"Et puis, avec les premières brumes de l'Automne on rentre au foyer à Paimpol ou dans les chaumières éparses du pays de Goëlo, s'occuper pour un temps de famille et d'amour, de mariages et de naissances. Presque toujours, on trouve là des petits nouveaux-nés, conçus l'hiver d'avant, et qui attendent des parrains pour recevoir le sacrement du baptême : il faut beaucoup d'enfants à cette race de pêcheurs que l'Islande dévore."
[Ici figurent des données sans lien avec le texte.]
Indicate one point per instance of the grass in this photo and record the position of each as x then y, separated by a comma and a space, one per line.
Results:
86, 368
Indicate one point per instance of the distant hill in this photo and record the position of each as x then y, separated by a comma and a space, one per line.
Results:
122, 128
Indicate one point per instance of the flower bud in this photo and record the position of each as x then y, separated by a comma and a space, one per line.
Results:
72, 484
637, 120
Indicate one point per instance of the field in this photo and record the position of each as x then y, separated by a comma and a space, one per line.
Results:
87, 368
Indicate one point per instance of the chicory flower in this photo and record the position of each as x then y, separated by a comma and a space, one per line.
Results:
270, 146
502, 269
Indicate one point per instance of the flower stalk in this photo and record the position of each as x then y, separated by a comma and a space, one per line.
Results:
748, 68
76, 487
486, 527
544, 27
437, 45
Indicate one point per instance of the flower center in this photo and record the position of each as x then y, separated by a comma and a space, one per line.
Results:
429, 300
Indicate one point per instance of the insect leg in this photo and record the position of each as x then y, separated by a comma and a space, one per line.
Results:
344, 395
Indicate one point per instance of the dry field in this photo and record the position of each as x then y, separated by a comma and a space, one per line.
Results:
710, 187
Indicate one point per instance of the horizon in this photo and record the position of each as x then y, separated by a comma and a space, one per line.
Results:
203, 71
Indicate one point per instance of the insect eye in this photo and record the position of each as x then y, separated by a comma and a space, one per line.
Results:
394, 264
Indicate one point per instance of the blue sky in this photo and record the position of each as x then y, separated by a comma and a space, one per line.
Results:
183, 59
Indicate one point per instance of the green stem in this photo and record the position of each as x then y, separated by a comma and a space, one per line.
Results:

Tous les étés, les pêcheurs de Paimpol et sa région partent en pêche au large de l'Islande. Pour eux, c'est une période étrange qui débute, à quelques uns dans un bateau minuscule, à travailler par quart de quelques heures, sous le soleil de minuit. Pour leurs femmes, leurs fiancées, leurs amoureuses restées au pays, c'est l'inquiétude, la solitude et l'angoisse dans la chaleur (on est en Bretagne, faut pas exagérer) et les fleurs de l'été.
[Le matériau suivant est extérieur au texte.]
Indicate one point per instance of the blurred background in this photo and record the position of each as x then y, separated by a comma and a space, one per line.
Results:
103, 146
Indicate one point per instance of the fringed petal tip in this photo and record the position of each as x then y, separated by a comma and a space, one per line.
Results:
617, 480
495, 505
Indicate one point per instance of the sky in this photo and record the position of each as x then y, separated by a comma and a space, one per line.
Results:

Quand les brumes de l'automne arrivent, quand les fleurs se fanent, quand l'hiver arrive, la joie retourne avec les bateaux de pêche.
C'est ce que raconte Pêcheur d'Islande. Deux hommes, deux pêcheurs. Deux femmes. Yvonne, une vieille grand mère adorable à la large coiffe et au petit foulard brun, pas bien riche, mais honnête. Une vieille veuve de pêcheur, mère de pêcheur, grand-mère de pêcheur, qui a donné son tribu à la mer : de toute sa famille, il ne lui reste que son dernier petit-fils, Sylvestre.
Sylvestre est marin sur la Marie. Un bon gars, tendre et honnête, une crème aux yeux clairs, qui courtise sagement la soeur de Yann.
Yann, c'est autre chose : il est aussi marin sur la Marie, mais c'est un grand gaillard sombre, taciturne, orgueilleux. Sylvestre et lui s'entendent comme frères, mais le tendre Sylvestre ne parvient pas vraiment à comprendre pourquoi Yann reste si insensible aux avances de Gaud, sa cousine.
Gaud, à côté de ces trois êtres purs et durs comme de la roche, c'est une fille de la ville, une élégante aux mains soignées, mais au coeur lumineux, pris en une soirée par le fier Yann.
"Dehors, ce devait être la mer et la nuit, l'infinie désolation des eaux noires et profondes."
Mais plus que l'amour et la tendresse qui lient ces quatre êtres, c'est la mer qui est au coeur de ce roman. Une mer divinisée, sauvage et généreuse, celle qui donne la vie et celle qui la reprend. J'ai énormément aimé cet aspect, qui m'a rappelé des contes et des histoires de Bretagne. La mer... l'autre épouse, celle qui vole une part de l'âme des maris, avant de les voler tout entiers. Celle que les hommes aiment et que les femmes haïssent.
"Mais c'était une lumière pâle, pâle, qui ne ressemblait à rien; elle trainait sur les choses comme des reflets de soleil mort."
Et ce qui ne gâche rien, c'est un roman excessivement bien écrit. Le style m'a souvent fait penser à de la poésie, comme un roman écrit par Baudelaire. Le vocabulaire est riche, excessivement complexe, et d'une précision parfaite. Le rythme des phrases, comme une musique, donne à sentir l'angoisse de l'attente, la monotonie des journées en mer, ou les ravissements du sentiment amoureux. Mais contrairement, à d'autres auteurs de l'époque, il n'est jamais lourd, et s'arrête toujours avant l'emphase.
En résumé, un magnifique roman que je conseille à tous les amoureux de la langue française - et de la Bretagne.
"Le navire se balançait lentement sur place en rendant toujours la même plainte monotone comme une chanson de Bretagne, répétée en rêve par un homme endormi."